The ISU seeks a ban of at least two years and disqualification. The Russian anti-doping agency also joined the appeal and suggested a reprimand would do.
Valieva’s legal team will argue that CAS has no jurisdiction, the court has said, and alternatively that she was not at fault so a reprimand is enough.
The United States figure skating team could be upgraded to gold in an event where no medal ceremony ever was held.
On the same day, Feb. 7, 2022, that Valieva’s free skate in Beijing helped seal the Olympic team title, a laboratory in Sweden notified her positive test from a sample given six weeks earlier at the Russian national championships.

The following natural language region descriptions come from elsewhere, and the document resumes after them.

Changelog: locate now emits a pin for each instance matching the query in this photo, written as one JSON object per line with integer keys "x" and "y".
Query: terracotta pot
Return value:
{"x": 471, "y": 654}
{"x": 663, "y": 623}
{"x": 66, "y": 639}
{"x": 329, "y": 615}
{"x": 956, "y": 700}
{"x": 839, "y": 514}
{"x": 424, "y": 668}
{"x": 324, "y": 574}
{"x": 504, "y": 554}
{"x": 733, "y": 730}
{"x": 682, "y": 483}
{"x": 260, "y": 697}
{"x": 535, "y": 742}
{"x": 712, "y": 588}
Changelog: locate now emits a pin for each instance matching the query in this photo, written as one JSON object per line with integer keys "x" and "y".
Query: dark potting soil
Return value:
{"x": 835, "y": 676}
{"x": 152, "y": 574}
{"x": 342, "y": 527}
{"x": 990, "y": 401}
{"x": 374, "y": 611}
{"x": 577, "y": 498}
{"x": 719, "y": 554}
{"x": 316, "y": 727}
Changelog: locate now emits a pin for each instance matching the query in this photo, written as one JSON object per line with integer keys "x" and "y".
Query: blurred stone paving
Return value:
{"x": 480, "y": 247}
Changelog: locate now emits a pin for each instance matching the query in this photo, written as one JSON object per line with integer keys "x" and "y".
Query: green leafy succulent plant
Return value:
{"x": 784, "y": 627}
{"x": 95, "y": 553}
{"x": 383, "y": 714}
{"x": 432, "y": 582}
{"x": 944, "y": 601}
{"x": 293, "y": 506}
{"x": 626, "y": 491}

The lab later cited staffing issues during the COVID-19 pandemic.
The medal ceremony was postponed and a frenetic week of legal hearings in Moscow and Beijing led to the first CAS panel letting her enter the women’s individual event as the gold-medal favorite. The three judges then, who are not involved this week, ruled Valieva faced serious harm in her career by the anti-doping system’s “failure to function effectively.”
Amid the intense and stressful attention on her, Valieva produced a mistake-filled free skate and finished fourth.
The reaction rinkside by Valieva’s storied coach, Eteri Tutberidze – sternly criticizing her 15-year-old protégé’s errors — fueled further controversy.
International Olympic Committee president Thomas Bach spoke in Beijing of “a tremendous coldness, it was chilling to see this.” He also rebuked a Russian journalist who suggested the IOC was partly responsible for bullying a child.
Bach replied “the ones who have administered this drug in her body, these are the ones who are guilty.”
Tutberidze, who also coached the individual gold and silver medalists in Beijing, should herself be investigated because anti-doping rules require it of the entourage when a minor is implicated in doping. That, however, should be in Russia where this year she got an honor from the Kremlin.
Valieva has not skated internationally since Beijing because of an ISU ban on Russians during the country's war on Ukraine.
First, three CAS judges from Australia, the U.S. and France – picked respectively by the court, WADA and Valieva’s lawyers – will preside over a momentous Olympic case.